Whenever a married couple decides to divorce, they must come to an agreement on how they intend to divide their assets. Common assets available for division include the family home, investment accounts, debts and even household items. The most difficult items to divide are often less tangible assets like life insurance and retirement accounts. Minnesota readers may find the following blog on property division and retirement accounts intersting.

For many couples their largest asset is their retirement account. To make matters more complicated, there are a number of different types of retirement accounts, each with their own rules. Common retirement accounts include a 401(k), IRA and pension. Calculating the value of retirement accounts can be complex, especially if the account is a defined benefit that will ultimately pay a monthly income, such as a pension, versus a defined contribution retirement account.

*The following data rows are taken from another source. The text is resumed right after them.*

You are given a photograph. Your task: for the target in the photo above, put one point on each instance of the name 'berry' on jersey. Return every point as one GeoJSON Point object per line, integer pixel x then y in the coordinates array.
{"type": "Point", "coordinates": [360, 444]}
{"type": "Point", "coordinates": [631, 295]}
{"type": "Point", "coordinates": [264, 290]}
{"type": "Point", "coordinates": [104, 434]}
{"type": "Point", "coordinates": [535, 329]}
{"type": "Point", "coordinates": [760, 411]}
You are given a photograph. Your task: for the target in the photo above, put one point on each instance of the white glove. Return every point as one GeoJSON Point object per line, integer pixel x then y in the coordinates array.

In addition to getting an accurate property valuation, the couple also needs to decide how they want to divide the asset. In some cases, dividing a retirement account in half can have serious tax consequences. Some accounts are also difficult to assign. In such cases it may be necessary to get a qualified domestic relations order. A QDRO allows a spouse to "roll over" the payment into their own retirement account, deffering any income tax implications.

A QDRO, however, is not appropriate in all cases. Furthermore, due to the complex nature of a divorce asset split, and the costs associated with doing it wrong, it is important to work with an experienced professional. Doing it right the first time is worth every penny saved.